Up to nearly 90% of your pension pot could be absorbed by the Treasury when you die once new inheritance tax rules are introduced in 2027, according to new calculations. The savings are at the moment exempt from the inheritance levy, but other assets incur flat rate of 40%, once your allowances have been used. However, as Rachel Reeves announced in the autumn, from April 2027, pensions will be seen as part of Brits’ estates and included in inheritance tax calculations.
Some aspects of the new rules mean that it is possible that pensions could be taxed at 87%, according to the MailOnline. If your total assets exceed £2million, you start to lose what is known as a residential nil-rate band (NRB) – the amount of an estate which can be passed on to beneficiaries free from inheritance tax after someone’s death. Under current regulations, up to £325,000 can be passed on with no inheritance tax due, but anything over can potentially face 40% tax.
The NRB is reduced by £1 for every £2 that your estate exceeds £2million. You could therefore lose your allowance if your estate is worth more than £2.35million.
This would be £2.7million for couples, as the NRB is transferable between spouses and civil partners.

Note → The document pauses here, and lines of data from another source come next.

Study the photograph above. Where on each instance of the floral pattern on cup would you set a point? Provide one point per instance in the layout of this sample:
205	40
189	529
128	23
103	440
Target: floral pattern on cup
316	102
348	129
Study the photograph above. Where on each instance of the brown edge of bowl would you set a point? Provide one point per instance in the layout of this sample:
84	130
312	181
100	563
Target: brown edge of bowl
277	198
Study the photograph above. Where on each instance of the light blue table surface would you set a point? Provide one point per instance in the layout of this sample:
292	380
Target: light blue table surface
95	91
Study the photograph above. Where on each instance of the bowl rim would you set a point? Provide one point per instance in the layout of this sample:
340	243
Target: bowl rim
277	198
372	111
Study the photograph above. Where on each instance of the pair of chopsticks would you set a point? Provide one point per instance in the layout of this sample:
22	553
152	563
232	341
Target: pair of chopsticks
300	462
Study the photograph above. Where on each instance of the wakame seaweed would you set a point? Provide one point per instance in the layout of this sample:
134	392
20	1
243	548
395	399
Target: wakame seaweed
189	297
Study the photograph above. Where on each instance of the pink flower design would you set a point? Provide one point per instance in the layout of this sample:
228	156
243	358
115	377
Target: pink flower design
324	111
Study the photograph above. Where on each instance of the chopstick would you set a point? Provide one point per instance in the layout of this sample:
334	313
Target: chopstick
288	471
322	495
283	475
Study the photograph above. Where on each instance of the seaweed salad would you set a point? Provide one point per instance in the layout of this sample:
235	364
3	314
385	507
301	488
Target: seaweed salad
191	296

But, under Rachel Reeves’ new regulations, if a couple had a family home worth £2million and a pension pot of £700,000, their taxable estate would be £2.7million, with pension included.

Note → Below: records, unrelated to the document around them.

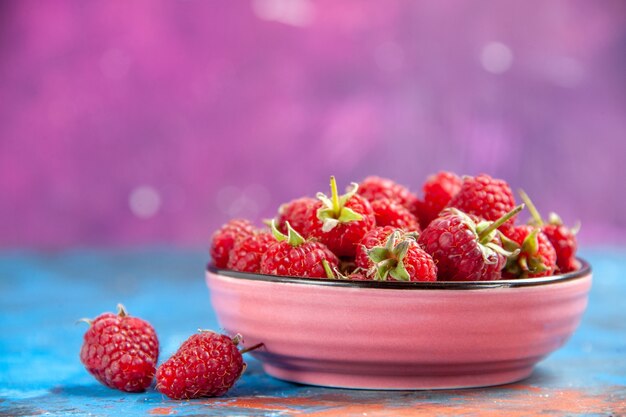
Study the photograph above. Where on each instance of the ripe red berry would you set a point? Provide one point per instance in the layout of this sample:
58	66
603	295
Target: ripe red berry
374	188
464	249
485	197
206	365
340	222
537	257
120	351
224	239
563	239
293	256
388	213
297	212
247	253
438	190
401	259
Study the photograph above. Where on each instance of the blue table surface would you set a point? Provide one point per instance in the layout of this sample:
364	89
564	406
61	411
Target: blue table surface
43	294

The NRB would shrink, and they would only have one of £650,000 to cut their bill.
Experts conclude that this couple’s loved ones would receive just £1.88million in the end.

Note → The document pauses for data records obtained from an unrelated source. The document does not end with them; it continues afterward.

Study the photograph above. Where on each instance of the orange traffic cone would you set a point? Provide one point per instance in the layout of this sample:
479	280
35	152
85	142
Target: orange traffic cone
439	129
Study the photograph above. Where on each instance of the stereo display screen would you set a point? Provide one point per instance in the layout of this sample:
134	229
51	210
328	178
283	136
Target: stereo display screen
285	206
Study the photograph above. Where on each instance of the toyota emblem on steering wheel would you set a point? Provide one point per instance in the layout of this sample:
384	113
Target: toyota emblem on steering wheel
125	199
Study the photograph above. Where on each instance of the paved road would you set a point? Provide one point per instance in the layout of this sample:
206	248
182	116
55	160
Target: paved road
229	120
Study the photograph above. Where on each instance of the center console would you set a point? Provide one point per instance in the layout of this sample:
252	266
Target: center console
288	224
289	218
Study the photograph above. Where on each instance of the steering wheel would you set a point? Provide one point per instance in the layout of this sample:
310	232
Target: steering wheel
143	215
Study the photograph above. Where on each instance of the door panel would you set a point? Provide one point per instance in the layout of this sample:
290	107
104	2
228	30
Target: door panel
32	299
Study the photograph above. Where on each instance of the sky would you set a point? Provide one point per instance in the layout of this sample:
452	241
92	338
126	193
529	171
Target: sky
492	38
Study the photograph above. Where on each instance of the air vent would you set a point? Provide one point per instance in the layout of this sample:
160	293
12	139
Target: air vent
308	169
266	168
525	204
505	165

But it gets worse, as if you die when aged older than 75, beneficiaries must fork out for income tax at their marginal tax rate when withdrawing from the pension.
This would be 20% for basic rate taxpayers. Although, for additional rate taxpayers, this could be 45%.
Ultimately, beneficiaries could only be able to access 13% of the pension left to them.
Jonathan Halberda, a financial adviser at Wesleyan Financial Services, has advised giving gifts of money or assets to loved ones is the “most straightforward” way to reduce your tax bill.
£3,000 can be given away each tax year without worrying about the inheritance levy.
You can also give away bigger cash gifts, but you would need to live at least seven years after doing this. If not, your main inheritance tax allowance would be reduced.
In October, the government said it is “removing the opportunity for individuals to use pensions as a vehicle for inheritance tax planning by bringing unspent pots into the scope of inheritance tax from April 2027, which will affect around 8% of estates each year”.
It added: “This will restore the principle that pensions should not be a vehicle for the accumulation of capital sums for the purposes of inheritance, as was the case prior to the 2015 pensions reforms.”